Her eyelids flickered open and she looked at Max through a haze. She brought her hands up to rest in the curve of his neck, and her fingers tangled in the dark hair at the base of his skull. “When will it start fizzling?”

“Do you want it to?”

She felt him smile against her cheek, and he nibbled his way across her jaw.

Her hips moved restlessly until she was lying between his legs, enveloped by his warmth and hardness. “Not just yet,” she answered slowly.

Her skin tingled where his mouth meandered over it, and his roaming hands on the bare skin of her back were like a spinal block, paralyzing her.

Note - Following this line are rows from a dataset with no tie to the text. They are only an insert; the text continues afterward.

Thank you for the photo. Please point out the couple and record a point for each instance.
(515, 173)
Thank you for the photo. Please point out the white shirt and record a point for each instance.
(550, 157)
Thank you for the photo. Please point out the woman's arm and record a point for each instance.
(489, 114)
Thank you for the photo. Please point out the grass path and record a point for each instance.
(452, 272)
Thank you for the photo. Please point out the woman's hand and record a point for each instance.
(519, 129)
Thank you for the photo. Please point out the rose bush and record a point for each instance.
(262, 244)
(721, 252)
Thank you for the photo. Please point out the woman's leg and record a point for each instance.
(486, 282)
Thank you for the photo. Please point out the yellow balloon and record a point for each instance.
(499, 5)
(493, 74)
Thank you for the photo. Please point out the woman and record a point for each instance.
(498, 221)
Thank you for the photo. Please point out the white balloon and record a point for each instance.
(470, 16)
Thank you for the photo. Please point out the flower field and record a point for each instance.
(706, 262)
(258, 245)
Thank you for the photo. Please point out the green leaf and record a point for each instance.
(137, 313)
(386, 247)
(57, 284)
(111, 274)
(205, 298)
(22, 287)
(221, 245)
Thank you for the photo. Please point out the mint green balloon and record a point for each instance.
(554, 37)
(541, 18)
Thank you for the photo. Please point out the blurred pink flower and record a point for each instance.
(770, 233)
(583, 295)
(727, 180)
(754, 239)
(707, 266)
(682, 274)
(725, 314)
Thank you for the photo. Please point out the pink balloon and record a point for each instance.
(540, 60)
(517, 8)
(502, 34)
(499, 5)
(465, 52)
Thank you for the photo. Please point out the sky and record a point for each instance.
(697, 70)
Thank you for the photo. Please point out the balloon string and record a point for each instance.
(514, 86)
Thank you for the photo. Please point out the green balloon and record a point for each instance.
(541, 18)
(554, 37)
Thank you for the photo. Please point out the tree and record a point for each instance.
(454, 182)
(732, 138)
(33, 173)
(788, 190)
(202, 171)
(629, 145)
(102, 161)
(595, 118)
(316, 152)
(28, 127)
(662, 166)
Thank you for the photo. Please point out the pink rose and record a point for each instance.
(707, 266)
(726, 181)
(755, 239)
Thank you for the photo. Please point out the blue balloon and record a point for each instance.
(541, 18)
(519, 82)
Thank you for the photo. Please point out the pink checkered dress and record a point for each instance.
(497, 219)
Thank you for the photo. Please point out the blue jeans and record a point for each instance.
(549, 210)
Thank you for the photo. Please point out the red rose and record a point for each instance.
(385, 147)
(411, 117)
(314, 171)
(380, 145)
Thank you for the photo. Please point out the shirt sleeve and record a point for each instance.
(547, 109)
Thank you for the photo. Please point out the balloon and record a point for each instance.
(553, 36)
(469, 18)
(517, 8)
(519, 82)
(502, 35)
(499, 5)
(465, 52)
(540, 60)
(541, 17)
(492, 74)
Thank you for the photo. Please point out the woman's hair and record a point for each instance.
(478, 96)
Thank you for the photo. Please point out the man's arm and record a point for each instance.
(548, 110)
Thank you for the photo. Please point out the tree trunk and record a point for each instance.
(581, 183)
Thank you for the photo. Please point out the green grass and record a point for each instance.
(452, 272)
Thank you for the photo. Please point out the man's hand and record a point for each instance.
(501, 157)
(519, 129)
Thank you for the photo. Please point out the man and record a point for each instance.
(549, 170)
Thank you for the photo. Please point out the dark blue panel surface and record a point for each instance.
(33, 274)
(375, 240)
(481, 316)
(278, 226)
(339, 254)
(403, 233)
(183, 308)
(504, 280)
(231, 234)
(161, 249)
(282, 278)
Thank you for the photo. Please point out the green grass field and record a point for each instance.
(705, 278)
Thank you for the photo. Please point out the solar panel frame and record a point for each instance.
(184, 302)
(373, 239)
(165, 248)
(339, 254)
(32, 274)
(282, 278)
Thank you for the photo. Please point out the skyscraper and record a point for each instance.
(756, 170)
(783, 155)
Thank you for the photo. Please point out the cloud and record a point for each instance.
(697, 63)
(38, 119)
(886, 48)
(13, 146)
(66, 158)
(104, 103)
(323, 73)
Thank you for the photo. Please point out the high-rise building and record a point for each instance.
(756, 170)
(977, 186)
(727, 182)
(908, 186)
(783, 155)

Suddenly she understood what he meant about passion. It was all-consuming... intoxicating... scary...

“Stay with me tonight,” he murmured, and touched the tip of his tongue to the throbbing pulse in her neck.

Wrong.

Sophy’s eyes widened and suddenly the scene tilted into focus. She released her gentle hold on the nape of his neck and pressed her hands into the corduroy cushion, pushing herself up and off of him.

“Why?”

He looked puzzled. “Why do you think?”

She searched his eyes for something she knew she wouldn’t find. They were clouded by passion, but that was all.

With less grace than she would have liked, she disengaged herself from his arms and moved to the other side of the couch. “You want to sleep with me,” she stated bluntly, tugging down her tank top.

Max exhaled raggedly and dragged a hand through his hair. The dark strands feathered back down on his forehead as he propped himself up with his elbows and nodded. “Yes. Yes, I do.”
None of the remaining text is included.